Looking at a city like Detroit, according to the 2019 Comprehensive Annual Financial Report (CAFR), the Detroit Police Department was allocated $330 Million of the city’s budget, vastly more than to other city services. Additionally, according to a 2017 study by the Center for Popular Democracy, Detroit was just one of many cities that spent a majority of its general funding budgets on their police departments.
It is important to remember that when looking at the budget for the Detroit Police Department, it’s fairly small in comparison to other major cities, such as New York or Los Angeles, both of whom have a police budget numbering in the billions of dollars. But, by expressing sentiments to defund the police, many demonstrators are calling attention to the fact that police budgets as they currently stand are not a constructive use of spending in a community. Especially when law officers find themselves responding to situations that would either be better handled by trained mental health professionals and counselors or should not even be handled in a law enforcement matter, to begin with.
Another aspect of the defund police push would see police taken out of schools, where their presence is not always positive, especially when resource officers begin taking on roles traditionally held by counselors. Instead of resource officers and armed security guards, money would very likely be better spent on counselors and aid programs that encourage students to succeed.
Other broader aspects of the defund the police push include ending mass incarceration, the cash bail system, the failed war on drugs and the militarization of police departments. Societal impacts of which can be better understood by reading books such as “The New Jim Crow: Mass Incarceration in the Age of Colorblindness” by author Michelle Alexander or “The End of Policing” by Alex S. Vitale.
Scaling back spending on law enforcement and investing in a community approach has real-life examples. In 2013 the city of Camden, NJ, dismantled their entire police department, instead choosing to focus on de-escalation training, as well as matters that saw law enforcement work more as “guardians” than enforcers. After doing so, the city saw crimes such as shootings and murders decline by 50 percent.
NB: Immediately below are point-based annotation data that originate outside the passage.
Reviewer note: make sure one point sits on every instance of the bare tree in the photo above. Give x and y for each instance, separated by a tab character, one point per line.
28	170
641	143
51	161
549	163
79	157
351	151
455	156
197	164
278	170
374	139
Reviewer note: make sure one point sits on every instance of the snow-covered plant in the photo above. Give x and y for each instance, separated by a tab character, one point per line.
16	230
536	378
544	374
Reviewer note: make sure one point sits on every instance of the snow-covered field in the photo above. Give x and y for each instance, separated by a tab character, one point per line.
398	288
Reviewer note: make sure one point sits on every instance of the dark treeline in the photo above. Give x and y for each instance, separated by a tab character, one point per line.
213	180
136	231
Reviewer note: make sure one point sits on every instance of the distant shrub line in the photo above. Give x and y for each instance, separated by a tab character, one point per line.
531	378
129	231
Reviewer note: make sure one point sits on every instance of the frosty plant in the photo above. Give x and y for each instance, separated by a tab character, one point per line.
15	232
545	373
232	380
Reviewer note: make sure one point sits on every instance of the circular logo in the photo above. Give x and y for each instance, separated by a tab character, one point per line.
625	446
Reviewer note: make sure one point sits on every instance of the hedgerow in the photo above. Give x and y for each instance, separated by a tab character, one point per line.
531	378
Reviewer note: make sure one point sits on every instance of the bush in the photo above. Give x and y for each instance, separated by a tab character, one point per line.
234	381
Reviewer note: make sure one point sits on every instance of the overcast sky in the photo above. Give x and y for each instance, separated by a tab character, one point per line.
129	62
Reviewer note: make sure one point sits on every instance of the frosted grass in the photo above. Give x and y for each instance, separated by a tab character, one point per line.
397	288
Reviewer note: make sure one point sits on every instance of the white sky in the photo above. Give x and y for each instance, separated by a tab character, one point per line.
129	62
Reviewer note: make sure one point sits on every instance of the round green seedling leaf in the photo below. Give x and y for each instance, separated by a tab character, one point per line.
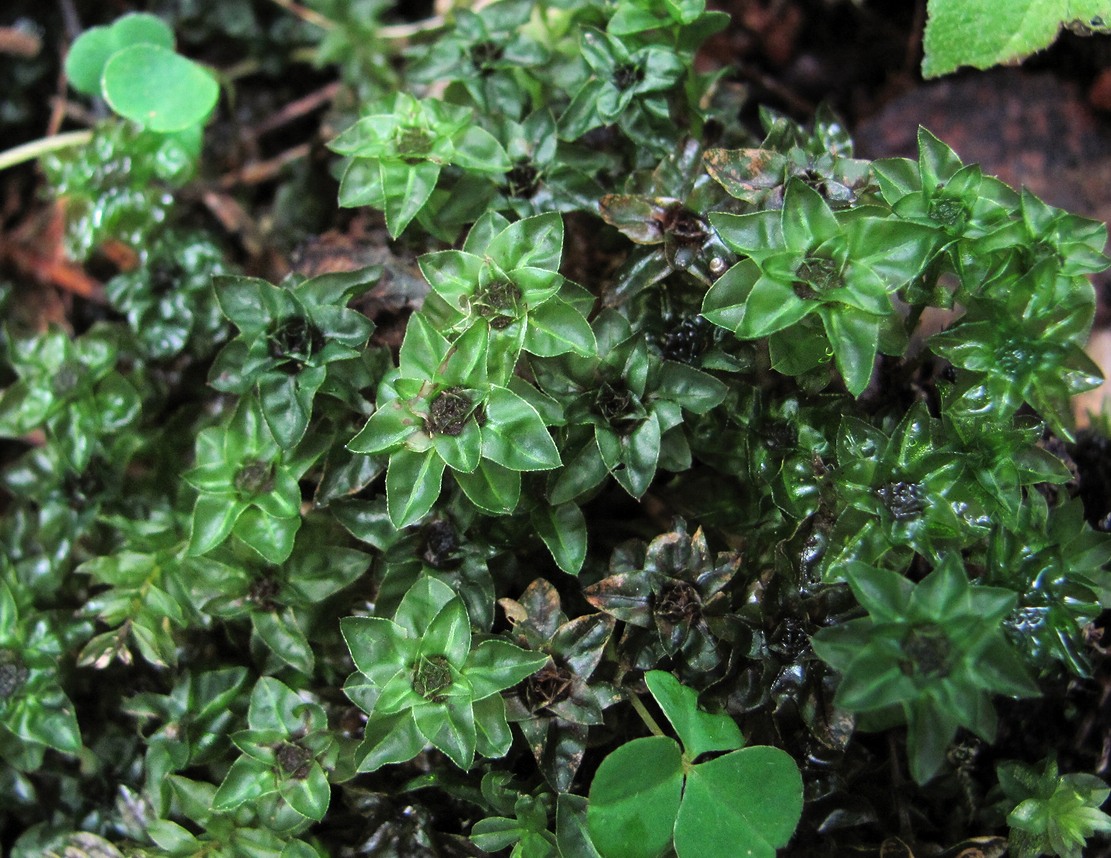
87	59
158	89
744	804
634	797
84	63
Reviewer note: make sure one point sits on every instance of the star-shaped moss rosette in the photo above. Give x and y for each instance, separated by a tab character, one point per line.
808	263
557	706
120	185
908	490
547	175
1057	564
624	87
687	23
930	654
942	192
248	486
288	337
399	150
423	681
671	595
449	545
487	53
440	412
34	710
286	755
1073	242
507	279
661	212
169	299
281	602
1049	812
1022	341
71	389
440	549
822	159
623	410
188	726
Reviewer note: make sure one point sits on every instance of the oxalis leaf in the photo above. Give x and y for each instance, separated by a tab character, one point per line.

Although there is no way to predict the future, Detroit and many cities are unlikely to see a decline in demonstrations and calls to defund the police until change along the lines of the Camden model is considered. Instead of buying tanks and grenade launchers for law officers, people want schools to be funded, homelessness to not be policed as if it were a crime and for the “us vs. them” mentality of policing to end, instead, approaching the matter of law enforcement with compassion and kindness rather than forceful control.